In this figure, we found that the speed of water in a hose increased from 1.96 m/s to 25.5 m/s going from the hose to the nozzle. Calculate the pressure in the hose, given that the absolute pressure in the nozzle is \(1\text{.}\text{01}×{\text{10}}^{5}\phantom{\rule{0.25em}{0ex}}{\text{N/m}}^{2}\) (atmospheric, as it must be) and assuming level, frictionless flow.

Strategy

Level flow means constant depth, so Bernoulli’s principle applies. We use the subscript 1 for values in the hose and 2 for those in the nozzle. We are thus asked to find \({P}_{1}\).

Solution

Solving Bernoulli’s principle for \({P}_{1}\) yields

\({P}_{1}={P}_{2}+\cfrac{1}{2}{\mathrm{\rho v}}_{2}^{2}-\cfrac{1}{2}{\mathrm{\rho v}}_{1}^{2}={P}_{2}+\cfrac{1}{2}\rho ({v}_{2}^{2}-{v}_{1}^{2})\text{.}\)
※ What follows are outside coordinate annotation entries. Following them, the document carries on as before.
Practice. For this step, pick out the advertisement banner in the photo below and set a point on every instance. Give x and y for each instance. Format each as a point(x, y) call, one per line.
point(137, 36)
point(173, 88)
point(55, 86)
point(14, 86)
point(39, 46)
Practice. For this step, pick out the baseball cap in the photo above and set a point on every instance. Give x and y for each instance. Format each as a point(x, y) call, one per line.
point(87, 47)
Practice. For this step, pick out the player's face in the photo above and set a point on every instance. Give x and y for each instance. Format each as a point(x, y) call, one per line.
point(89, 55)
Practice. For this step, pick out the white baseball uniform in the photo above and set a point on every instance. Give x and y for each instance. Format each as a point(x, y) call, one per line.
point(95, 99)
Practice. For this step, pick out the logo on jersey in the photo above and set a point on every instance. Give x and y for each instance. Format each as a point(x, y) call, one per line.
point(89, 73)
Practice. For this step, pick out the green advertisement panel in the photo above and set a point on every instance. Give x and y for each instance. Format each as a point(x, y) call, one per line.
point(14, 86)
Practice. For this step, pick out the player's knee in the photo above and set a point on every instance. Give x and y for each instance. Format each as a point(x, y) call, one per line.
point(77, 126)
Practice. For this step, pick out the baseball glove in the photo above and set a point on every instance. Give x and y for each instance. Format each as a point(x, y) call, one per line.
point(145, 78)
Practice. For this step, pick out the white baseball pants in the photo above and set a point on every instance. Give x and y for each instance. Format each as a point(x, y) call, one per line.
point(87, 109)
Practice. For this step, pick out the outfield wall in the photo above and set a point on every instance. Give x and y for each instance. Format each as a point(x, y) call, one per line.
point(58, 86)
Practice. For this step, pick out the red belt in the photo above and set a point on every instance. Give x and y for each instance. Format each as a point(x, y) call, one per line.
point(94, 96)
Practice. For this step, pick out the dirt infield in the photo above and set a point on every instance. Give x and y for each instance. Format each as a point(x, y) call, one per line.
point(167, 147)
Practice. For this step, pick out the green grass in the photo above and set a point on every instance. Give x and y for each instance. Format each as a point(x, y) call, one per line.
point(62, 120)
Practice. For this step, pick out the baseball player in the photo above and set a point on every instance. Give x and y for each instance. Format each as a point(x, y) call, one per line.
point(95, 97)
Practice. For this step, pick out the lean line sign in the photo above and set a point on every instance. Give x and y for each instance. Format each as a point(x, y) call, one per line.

Substituting known values,

\(\begin{array}{lll}{P}_{1}& =& 1\text{.}\text{01}×{\text{10}}^{5}\phantom{\rule{0.25em}{0ex}}{\text{N/m}}^{2}\\ & & \text{}+\cfrac{1}{2}({\text{10}}^{3}\phantom{\rule{0.25em}{0ex}}{\text{kg/m}}^{3})[(\text{25.5 m/s}{)}^{2}-(\text{1.96 m/s}{)}^{2}]\\ & =& 4.24×{\text{10}}^{5}\phantom{\rule{0.25em}{0ex}}{\text{N/m}}^{2}\text{.}\end{array}\)

Discussion

This absolute pressure in the hose is greater than in the nozzle, as expected since \(v\) is greater in the nozzle. The pressure \({P}_{2}\) in the nozzle must be atmospheric since it emerges into the atmosphere without other changes in conditions.